A jog down memory lane. ;D

http://jgmjgm516.blogspot.com/2012/07/why-canada-doesnt-have-attack.html


----------



## Good2Golf

tomahawk6 said:
			
		

> A jog down memory lane. ;D
> 
> http://jgmjgm516.blogspot.com/2012/07/why-canada-doesnt-have-attack.html



Not a bad piece, T6. A few details need tweaking (ex. original Chinooks retired in ‘91, not ‘74), but overall, the loss of attack aviation proponency post-unification describes a large factor. Arguably (or not?), that is the basis of the issue _inside_ the military, but many would say the more important factor was the lack of will to pursue, or in fact explicit desire by Government to eschew any discussion of  attack helicopters — attack is _such an un-Canadian_ concept, and one to be actively avoided.  It’s why we declined the U.S. Army offer of all the excess AH-1s in Germany that the US needed to divest to comply with SALT II in the early-80s.  The Dutch offered us some of their Apaches in the mid/late-2000’s, that...as with the American Cobras, we quickly declined.  AH in Canada never, I’d say. 

:2c:

Cheers
G2G


----------



## alexanderpeterson

Good2Golf said:
			
		

> It’s why we declined the U.S. Army offer of all the excess AH-1s in Germany that the US needed to divest to comply with SALT II in the early-80s.  The Dutch offered us some of their Apaches in the mid/late-2000’s, that...



Thanks for sharing...do we have a way to know how many AH Dutch were offering, any News link or Government Announcement from Holland or Canada?


----------



## Ostrozac

Good2Golf said:
			
		

> It’s why we declined the U.S. Army offer of all the excess AH-1s in Germany that the US needed to divest to comply with SALT II in the early-80s.

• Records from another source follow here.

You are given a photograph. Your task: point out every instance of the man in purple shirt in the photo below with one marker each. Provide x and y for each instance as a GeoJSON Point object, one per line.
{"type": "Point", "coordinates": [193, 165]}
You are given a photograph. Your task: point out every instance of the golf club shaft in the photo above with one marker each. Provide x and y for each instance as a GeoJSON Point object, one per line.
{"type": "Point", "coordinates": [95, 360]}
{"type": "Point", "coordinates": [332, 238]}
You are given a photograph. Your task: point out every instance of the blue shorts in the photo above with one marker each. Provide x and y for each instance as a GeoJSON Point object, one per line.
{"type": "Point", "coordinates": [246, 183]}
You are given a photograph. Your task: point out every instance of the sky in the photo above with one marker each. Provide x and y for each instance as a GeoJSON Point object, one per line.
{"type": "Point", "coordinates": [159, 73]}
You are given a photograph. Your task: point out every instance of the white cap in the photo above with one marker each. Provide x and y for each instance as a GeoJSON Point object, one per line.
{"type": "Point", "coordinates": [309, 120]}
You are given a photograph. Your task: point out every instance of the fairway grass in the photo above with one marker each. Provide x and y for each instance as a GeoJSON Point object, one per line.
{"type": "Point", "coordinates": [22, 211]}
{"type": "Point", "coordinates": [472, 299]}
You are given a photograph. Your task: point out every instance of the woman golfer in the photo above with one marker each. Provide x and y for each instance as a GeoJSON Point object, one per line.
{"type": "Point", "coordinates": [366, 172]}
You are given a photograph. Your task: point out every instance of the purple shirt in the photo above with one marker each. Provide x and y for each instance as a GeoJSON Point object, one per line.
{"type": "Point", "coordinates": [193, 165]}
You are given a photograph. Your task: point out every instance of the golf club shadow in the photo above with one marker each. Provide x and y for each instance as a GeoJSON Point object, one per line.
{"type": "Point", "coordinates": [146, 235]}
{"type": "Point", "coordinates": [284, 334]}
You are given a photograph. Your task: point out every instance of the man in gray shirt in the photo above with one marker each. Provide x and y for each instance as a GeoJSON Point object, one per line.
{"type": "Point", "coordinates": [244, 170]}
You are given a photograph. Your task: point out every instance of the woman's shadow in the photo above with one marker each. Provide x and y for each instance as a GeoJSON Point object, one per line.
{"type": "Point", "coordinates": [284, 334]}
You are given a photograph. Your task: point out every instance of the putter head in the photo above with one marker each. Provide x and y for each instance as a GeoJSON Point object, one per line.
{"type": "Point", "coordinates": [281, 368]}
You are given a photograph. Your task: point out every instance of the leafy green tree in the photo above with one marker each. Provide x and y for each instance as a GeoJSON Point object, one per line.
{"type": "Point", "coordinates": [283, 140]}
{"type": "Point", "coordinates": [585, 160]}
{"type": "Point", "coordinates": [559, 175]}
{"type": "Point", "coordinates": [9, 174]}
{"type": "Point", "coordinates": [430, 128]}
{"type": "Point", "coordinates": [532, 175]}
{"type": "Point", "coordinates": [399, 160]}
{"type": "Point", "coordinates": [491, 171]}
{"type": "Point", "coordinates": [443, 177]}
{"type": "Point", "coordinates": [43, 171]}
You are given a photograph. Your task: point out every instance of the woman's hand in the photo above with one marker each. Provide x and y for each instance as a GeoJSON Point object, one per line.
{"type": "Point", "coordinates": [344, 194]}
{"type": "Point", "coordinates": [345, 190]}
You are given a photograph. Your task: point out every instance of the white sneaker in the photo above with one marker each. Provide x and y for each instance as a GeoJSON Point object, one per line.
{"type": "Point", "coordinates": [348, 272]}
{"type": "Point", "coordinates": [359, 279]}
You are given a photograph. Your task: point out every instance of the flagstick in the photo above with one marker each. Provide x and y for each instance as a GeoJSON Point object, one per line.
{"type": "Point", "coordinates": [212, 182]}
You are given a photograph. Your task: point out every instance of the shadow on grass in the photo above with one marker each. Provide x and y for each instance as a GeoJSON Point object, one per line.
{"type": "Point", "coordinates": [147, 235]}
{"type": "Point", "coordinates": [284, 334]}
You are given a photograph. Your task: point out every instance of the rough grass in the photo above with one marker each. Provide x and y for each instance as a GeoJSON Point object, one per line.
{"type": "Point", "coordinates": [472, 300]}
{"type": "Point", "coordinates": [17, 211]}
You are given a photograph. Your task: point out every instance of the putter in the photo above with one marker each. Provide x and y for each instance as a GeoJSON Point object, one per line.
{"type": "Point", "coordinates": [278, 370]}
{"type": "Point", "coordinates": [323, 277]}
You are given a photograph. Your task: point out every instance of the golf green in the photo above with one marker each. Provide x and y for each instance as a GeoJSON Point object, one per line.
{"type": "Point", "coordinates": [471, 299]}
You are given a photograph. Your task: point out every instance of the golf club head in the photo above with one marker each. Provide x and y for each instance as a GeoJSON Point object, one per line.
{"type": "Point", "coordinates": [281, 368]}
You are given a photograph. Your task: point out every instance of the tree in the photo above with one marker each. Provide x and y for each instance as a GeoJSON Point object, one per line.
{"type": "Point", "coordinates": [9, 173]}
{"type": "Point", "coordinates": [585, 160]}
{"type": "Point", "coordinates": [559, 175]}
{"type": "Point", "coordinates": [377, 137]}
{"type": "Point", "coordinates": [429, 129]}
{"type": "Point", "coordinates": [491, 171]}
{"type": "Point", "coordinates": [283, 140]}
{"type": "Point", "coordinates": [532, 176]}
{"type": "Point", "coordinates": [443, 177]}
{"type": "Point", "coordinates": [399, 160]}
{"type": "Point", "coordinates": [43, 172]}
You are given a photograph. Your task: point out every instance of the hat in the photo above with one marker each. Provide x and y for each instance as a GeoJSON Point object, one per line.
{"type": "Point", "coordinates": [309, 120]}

It wasn't SALT II, that was CFE. The SALT talks were only ever about missiles. The Conventional Forces in Europe treaty limited NATO to only ever having 2,000 attack helicopters in Europe -- 1550 American, 450 non-American, so there was an incentive for the US to encourage other NATO partners to develop their own attack helicopter capabilities. Canada, as you noted, declined. Surplus AH-1 instead went to Turkey, and the UK, Netherlands and Greece bought new AH-64.


----------



## Good2Golf

Ostrozac said:
			
		

> It wasn't SALT II, that was CFE. The SALT talks were only ever about missiles. The Conventional Forces in Europe treaty limited NATO to only ever having 2,000 attack helicopters in Europe -- 1550 American, 450 non-American, so there was an incentive for the US to encourage other NATO partners to develop their own attack helicopter capabilities. Canada, as you noted, declined. Surplus AH-1 instead went to Turkey, and the UK, Netherlands and Greece bought new AH-64.

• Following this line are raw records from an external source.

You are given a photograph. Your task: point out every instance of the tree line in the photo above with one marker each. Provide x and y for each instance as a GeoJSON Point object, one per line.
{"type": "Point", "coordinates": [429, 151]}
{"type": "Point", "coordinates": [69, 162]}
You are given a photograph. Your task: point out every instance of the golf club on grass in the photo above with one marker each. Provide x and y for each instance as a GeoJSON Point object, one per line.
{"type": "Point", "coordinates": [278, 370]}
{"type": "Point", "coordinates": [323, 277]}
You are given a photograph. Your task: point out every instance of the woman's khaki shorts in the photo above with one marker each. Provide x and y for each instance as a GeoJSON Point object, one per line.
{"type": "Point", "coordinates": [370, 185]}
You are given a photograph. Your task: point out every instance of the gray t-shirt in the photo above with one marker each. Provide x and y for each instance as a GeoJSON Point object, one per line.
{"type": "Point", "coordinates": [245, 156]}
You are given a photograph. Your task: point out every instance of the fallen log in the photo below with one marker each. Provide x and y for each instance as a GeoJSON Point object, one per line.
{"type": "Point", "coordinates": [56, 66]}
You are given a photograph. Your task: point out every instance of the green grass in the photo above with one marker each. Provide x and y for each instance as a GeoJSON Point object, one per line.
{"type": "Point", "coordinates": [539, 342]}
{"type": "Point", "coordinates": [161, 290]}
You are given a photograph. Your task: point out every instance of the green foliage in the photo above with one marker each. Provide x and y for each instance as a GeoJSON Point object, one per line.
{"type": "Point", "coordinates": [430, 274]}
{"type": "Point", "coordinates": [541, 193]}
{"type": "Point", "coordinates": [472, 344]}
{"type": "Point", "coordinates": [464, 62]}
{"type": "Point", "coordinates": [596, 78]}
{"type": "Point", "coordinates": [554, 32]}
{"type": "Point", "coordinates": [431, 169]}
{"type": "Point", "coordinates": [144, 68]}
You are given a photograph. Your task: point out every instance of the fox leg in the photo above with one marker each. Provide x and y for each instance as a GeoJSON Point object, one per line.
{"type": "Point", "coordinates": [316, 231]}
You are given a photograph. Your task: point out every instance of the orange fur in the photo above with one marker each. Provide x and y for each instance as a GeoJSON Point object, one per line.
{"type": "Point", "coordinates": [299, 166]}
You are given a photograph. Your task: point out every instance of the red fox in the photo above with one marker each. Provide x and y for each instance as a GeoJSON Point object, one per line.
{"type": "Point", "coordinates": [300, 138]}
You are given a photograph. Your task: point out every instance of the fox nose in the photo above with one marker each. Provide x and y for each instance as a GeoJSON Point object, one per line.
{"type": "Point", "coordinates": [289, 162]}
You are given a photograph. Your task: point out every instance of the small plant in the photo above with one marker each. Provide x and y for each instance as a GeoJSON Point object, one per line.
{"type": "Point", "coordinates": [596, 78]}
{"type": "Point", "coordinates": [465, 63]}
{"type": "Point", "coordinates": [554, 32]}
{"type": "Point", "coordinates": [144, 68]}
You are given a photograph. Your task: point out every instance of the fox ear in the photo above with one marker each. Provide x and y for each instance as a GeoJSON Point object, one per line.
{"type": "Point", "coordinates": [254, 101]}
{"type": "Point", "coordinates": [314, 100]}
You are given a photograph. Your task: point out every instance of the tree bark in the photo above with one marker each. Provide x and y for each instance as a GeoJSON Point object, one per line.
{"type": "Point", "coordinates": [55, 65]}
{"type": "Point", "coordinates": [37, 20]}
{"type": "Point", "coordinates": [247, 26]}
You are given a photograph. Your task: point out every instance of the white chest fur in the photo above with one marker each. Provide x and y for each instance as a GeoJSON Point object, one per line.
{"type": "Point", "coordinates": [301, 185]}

Ostrozac, thanks for the pick-up on the CFE/SALT issue.  :nod:

Regards
G2G


----------



## tomahawk6

The AH1 cost is around 11m each which might be a good alternative,the Marines like them.


----------



## Colin Parkinson

Fully agree they are still very good and likely we could pick up some airframes from the US reserve fleets and lease them. that would be the cheapest way to go to create the asset if we needed them. Mind you I would do the same for SPG's as well.


----------



## Loachman

Can we can lease Pilots and Techs as well? We're already far too short of those for the fleets that we already have.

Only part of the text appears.